Eliyle kafasını tutarak yürümeye başladı, oturma odasına doğru geldiğinde kendisine değişik bir ifade ile bakan Emir'i gördü. Daha çok canavar görmüş gibi bakıyordu. Neden böyle bir ifade ile baktığını anlamıyordu.
"Ne oluyor hayalet falan mı gördün?"
"Yooo bir şey olmadı neden olsun?"
"Buraya beni sen mi getirdin? Bir dakika beni nasıl buldun?"
"Hatırlamıyor musun?"
"Dün en son yürüdüğümüz hatırlıyorum."
"Siktir ya!"
"Ne oldu?"
"Hiçbir şey mi hatırlamıyorsun?"
"Evet ne oldu ki?"
"O zaman sana o kızın beni öptüğünü ve daha sonra onu kovduğumu söylediğimi de hatırlamıyorsundur."
"Açıklama yapmak zorunda değilsin. Dün çok saçmaladım mı? Ne dedim?"
"Saçma şeyler değildi. Sadece...
Eymen ne diyeceğini merakla bekliyordu. Emir kafasını aşağı eğerek konuştu. Şu an ondan aşırı derece de utanıyordu.

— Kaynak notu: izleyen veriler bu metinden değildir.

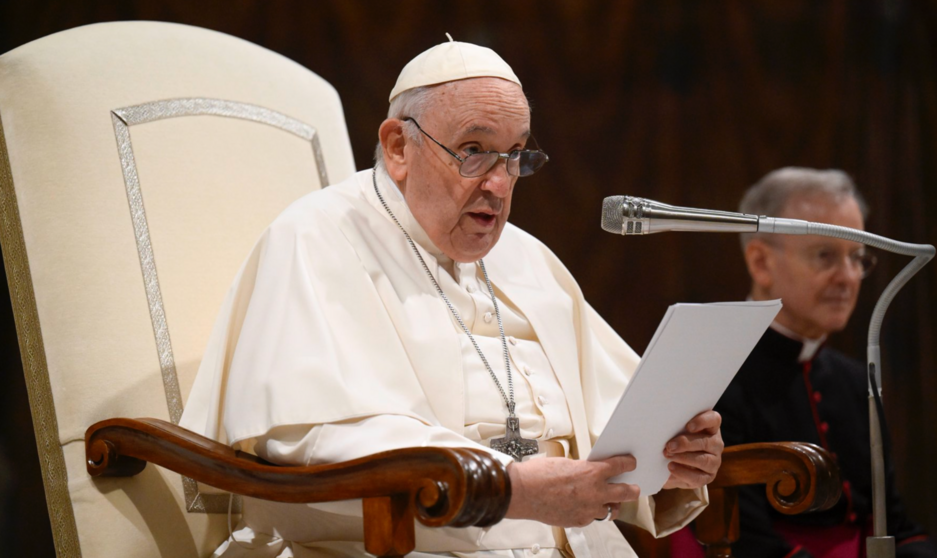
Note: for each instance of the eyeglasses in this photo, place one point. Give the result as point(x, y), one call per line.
point(523, 162)
point(823, 258)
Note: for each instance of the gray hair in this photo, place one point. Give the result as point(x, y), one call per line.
point(771, 195)
point(413, 103)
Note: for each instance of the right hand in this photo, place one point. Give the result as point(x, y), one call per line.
point(568, 492)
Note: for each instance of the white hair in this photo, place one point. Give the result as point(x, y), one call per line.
point(413, 103)
point(771, 195)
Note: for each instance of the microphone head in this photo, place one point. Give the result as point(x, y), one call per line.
point(612, 215)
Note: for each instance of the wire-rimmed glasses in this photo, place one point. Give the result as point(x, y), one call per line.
point(520, 162)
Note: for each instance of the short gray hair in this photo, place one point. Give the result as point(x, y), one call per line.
point(413, 103)
point(770, 195)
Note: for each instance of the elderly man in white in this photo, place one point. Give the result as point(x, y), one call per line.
point(400, 309)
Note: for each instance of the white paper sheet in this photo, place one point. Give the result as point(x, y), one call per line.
point(689, 363)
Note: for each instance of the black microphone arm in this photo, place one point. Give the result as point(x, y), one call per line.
point(629, 215)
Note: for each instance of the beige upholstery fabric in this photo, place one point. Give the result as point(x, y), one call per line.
point(77, 248)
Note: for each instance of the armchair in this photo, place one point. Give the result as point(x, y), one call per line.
point(139, 162)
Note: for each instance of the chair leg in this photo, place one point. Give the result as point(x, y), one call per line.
point(718, 526)
point(388, 526)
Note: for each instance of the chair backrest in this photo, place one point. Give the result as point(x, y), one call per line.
point(139, 163)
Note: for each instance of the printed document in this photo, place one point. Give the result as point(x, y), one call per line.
point(688, 364)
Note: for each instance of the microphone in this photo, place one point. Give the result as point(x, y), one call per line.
point(629, 215)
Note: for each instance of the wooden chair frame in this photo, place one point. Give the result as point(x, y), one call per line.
point(455, 487)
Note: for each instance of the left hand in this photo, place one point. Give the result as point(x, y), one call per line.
point(695, 456)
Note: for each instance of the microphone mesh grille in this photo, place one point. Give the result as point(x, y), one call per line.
point(612, 214)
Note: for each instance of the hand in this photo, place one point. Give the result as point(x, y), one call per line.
point(568, 492)
point(696, 455)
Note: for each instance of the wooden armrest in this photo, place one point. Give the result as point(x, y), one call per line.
point(798, 477)
point(457, 487)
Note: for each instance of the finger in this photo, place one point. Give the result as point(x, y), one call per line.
point(707, 421)
point(611, 510)
point(694, 443)
point(619, 464)
point(622, 492)
point(704, 461)
point(682, 476)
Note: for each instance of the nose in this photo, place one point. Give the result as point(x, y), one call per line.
point(848, 271)
point(497, 180)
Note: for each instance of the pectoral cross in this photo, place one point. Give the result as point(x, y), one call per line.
point(512, 443)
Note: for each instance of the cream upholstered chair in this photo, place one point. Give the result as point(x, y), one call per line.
point(144, 160)
point(139, 163)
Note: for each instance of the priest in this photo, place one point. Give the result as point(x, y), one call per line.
point(400, 308)
point(794, 387)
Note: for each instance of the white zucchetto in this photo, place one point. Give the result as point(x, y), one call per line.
point(452, 61)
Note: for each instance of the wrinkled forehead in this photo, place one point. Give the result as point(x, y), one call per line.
point(480, 105)
point(824, 207)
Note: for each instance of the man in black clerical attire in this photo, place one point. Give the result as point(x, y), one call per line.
point(794, 388)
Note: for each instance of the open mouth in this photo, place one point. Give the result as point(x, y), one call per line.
point(484, 219)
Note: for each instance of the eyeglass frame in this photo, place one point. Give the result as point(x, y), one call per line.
point(461, 160)
point(854, 256)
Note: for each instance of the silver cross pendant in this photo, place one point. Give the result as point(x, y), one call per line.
point(512, 443)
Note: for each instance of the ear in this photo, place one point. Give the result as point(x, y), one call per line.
point(760, 260)
point(393, 142)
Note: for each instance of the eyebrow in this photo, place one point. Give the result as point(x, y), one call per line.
point(489, 131)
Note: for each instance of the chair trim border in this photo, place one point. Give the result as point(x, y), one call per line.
point(122, 119)
point(35, 366)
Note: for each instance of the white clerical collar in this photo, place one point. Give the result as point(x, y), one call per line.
point(810, 346)
point(398, 204)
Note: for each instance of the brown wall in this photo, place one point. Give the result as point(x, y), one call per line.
point(683, 101)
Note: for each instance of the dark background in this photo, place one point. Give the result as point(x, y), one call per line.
point(686, 102)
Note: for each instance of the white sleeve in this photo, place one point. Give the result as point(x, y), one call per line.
point(304, 444)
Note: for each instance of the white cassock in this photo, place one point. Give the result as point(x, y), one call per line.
point(333, 344)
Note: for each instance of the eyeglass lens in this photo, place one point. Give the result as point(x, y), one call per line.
point(825, 259)
point(519, 163)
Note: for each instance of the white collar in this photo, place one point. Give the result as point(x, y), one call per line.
point(810, 346)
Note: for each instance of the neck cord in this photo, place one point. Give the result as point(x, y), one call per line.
point(508, 401)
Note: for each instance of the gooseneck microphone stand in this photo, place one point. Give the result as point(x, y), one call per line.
point(628, 215)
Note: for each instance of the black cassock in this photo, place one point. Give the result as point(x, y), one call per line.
point(824, 401)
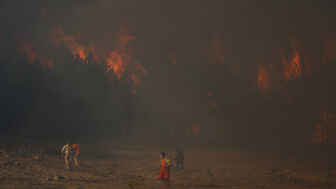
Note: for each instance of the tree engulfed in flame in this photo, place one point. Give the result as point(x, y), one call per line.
point(118, 59)
point(263, 79)
point(115, 63)
point(292, 68)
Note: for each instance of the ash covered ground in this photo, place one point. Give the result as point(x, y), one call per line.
point(115, 165)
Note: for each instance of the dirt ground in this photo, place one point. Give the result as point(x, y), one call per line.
point(136, 167)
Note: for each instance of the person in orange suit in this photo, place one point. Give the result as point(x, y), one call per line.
point(164, 168)
point(75, 150)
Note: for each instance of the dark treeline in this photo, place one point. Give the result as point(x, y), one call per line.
point(69, 100)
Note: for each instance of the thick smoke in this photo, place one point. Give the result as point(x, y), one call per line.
point(190, 71)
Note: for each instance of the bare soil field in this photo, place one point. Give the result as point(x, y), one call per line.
point(136, 167)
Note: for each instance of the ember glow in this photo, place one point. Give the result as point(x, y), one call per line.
point(115, 63)
point(292, 67)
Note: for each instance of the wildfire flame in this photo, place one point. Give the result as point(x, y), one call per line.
point(292, 68)
point(329, 49)
point(115, 63)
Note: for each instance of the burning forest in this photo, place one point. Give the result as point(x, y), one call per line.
point(233, 94)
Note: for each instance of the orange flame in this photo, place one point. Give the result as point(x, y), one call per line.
point(114, 62)
point(329, 48)
point(292, 68)
point(117, 60)
point(263, 79)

bana olan aşkından falan bahsettin."
Eymen neler demiş olabileceğini düşünüyordu. Aşkı hakkında ne söylemiş olabilirdi?
"Başka bir şey konuştuk mu?"
"Hayır."
"Başka hiçbir şey olmadı değil mi?"
Saçma bir şey yapmış olabilirim diye düşünerek sürekli soruyordu.
"H-hayır niye bir şey olsun?"
"Hayır sadece saçmalamış olmaktan korkuyorum. O kızla arada bir şey olmadı yani öyle mi?"
"Hayır olmadı."
"İyimiş."
Zar zor yürüyerek bir yere oturdu. Gözlerini kapatıp kendine gelmeye çalıştı. Başı ağrıyordu ve bu baya kötü bir ağrıydı. Kendi kendine masaj yapmaya çalışıyordu.
"Benim yapmamı ister misin?"
"Gerek yok teşekkür ederim."
"Yok yapayım dur."
Emir çok değişiyordu. Az önce birine masaj yapmak ayağa kalkmış ve yanına mı gitmişti. Eymen'nin oturduğu koltuğa oda oturdu. Ve Eymen'nin kafasını kucağına yatırdı. Eymen kalbinin hızlandığını hissediyordu. Şu an pekte baş ağrısını umursamıyordu.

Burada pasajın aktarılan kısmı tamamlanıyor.